CaDAnCe‑101 is an ongoing, open‑label, phase 1/2 study. Eligible patients had relapsed or refractory CLL/SLL, had received ≥2 prior therapies, and had an ECOG performance status of 0–2 (0–1 in the EU). BGB‑16673 was administered orally once daily across multiple dose levels (50–500 mg). The primary phase 1 objectives were to assess safety and tolerability and to establish the maximum tolerated dose and recommended expansion dose. Secondary objectives included overall response rate (ORR) assessed per iwCLL 2018 criteria with partial response with lymphocytosis (PR-L) modification and Lugano 2014 criteria for SLL.

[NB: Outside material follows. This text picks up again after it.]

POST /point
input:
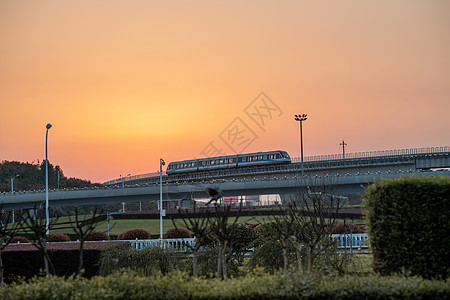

As of the December 15, 2025 data cutoff, 67 patients with relapsed or refractory CLL/SLL were treated (50 mg, n=1; 100 mg, n=22; 200 mg, n=17; 350 mg, n=15; 500 mg, n=12). The median age was 70 years (range, 47–91), and patients had received a median of 4 prior lines of therapy (range, 2–10). Prior therapies included covalent BTK inhibitors in 94.0% of patients, noncovalent BTK inhibitors in 20.9%, and BCL2 inhibitors in 82.1%. Median study follow‑up was 24.1 months (range, 0.3-37.7), and 52.2% of patients remained on treatment at data cutoff.

Any‑grade treatment‑emergent adverse events (TEAE) were reported in 97.0% of patients, and grade ≥3 events occurred in 61.2%. The most common any‑grade events (≥25%) were fatigue (37.3%), contusion (32.8%), diarrhea (29.9%), and neutropenia/neutrophil count decreased (29.9%). Grade ≥3 events that occurred in ≥5% of patients included infections (34.3%), neutropenia/neutrophil count decreased (25.4%), and thrombocytopenia/platelet count decreased (7.5%). TEAEs led to dose reduction in 13.4% and treatment discontinuation in 17.9% of patients, 4 (6.0%) of whom had treatment-related TEAEs (subdural hemorrhage, peripheral swelling and ecchymosis, maculopapular rash, and disseminated aspergillosis). Five deaths (7.5%), all due to infection, were reported, including one in the context of progressive disease.

Among all 67 treated patients, the ORR (≥ PR-L) was 85.1%. The rate of PR or better was 77.6%, and complete response/complete response with incomplete marrow recovery was reported in 3.0%. Median time to first response was 2.8 months (range, 2.0–19.4), and median duration of response was 20.7 months (range, 0–27.6). At the 200‑mg dose level, the ORR was 94.1% (16/17), including one complete response. The 18‑month progression‑free survival rate was 65.2% (95% CI, 50.9%-76.2%), with 31.3% experiencing progressive disease.